By all accounts, the accident resulted from a poor reactor design and ill-advised operational decisions by the crew. It was the unforgiving laws of physics, however, that led to the worst nuclear power plant disaster in history.
Nuclear power plants generate electrical power by using pressurized steam to rotate turbine blades connected to electric generators. The heat of a controlled chain reaction creates the steam.

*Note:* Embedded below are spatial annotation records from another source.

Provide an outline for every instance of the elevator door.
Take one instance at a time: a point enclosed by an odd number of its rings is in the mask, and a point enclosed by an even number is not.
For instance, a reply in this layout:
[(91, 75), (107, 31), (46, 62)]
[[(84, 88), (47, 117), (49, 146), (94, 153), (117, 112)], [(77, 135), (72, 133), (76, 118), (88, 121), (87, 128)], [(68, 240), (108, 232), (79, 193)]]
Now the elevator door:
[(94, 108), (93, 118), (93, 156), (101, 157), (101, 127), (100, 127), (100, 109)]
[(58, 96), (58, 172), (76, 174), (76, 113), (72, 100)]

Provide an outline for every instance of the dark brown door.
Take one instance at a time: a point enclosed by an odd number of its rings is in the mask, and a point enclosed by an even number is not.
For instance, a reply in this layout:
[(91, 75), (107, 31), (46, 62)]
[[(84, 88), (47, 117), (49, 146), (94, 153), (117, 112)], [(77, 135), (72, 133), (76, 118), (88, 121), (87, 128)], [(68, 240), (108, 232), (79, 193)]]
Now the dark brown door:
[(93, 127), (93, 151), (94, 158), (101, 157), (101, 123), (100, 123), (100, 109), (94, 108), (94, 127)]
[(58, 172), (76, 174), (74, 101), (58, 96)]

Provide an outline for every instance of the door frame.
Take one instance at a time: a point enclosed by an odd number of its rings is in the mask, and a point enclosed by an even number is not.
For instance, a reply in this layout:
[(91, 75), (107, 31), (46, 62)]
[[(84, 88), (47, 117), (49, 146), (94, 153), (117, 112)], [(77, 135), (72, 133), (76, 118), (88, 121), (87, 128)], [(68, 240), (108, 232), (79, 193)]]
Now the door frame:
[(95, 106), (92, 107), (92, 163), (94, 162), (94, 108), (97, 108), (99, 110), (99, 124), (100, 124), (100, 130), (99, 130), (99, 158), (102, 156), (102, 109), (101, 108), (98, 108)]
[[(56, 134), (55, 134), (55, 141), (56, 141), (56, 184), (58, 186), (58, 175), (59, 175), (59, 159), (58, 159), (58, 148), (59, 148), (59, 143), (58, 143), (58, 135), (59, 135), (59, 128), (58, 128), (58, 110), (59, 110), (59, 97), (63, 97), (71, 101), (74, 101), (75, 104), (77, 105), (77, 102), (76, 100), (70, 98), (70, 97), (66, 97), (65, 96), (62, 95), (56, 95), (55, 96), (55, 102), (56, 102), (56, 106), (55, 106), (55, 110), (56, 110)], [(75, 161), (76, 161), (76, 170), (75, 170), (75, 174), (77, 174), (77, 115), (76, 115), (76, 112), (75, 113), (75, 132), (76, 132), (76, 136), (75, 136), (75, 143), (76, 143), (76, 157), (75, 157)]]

The trick is to control that chain reaction so that the nuclear core is hot enough to create the steam, but not hot enough to melt the reactor. Loss of that control caused the Chernobyl disaster.
Nuclear fission occurs when an atomic nucleus is too unstable to maintain its structural integrity. Basically, there’s too much energy in the tiny volume of the nucleus and the nucleus quells the riot by splitting into two smaller nuclei and emitting gamma ray photons. The process inevitably leads to an increase in temperature of the radioactive material.
Uranium is a naturally occurring “fuel” for fission reactors like the one in Chernobyl. Uranium has two principal isotopes, U-238 and U-235, which have different nuclear but identical chemical properties.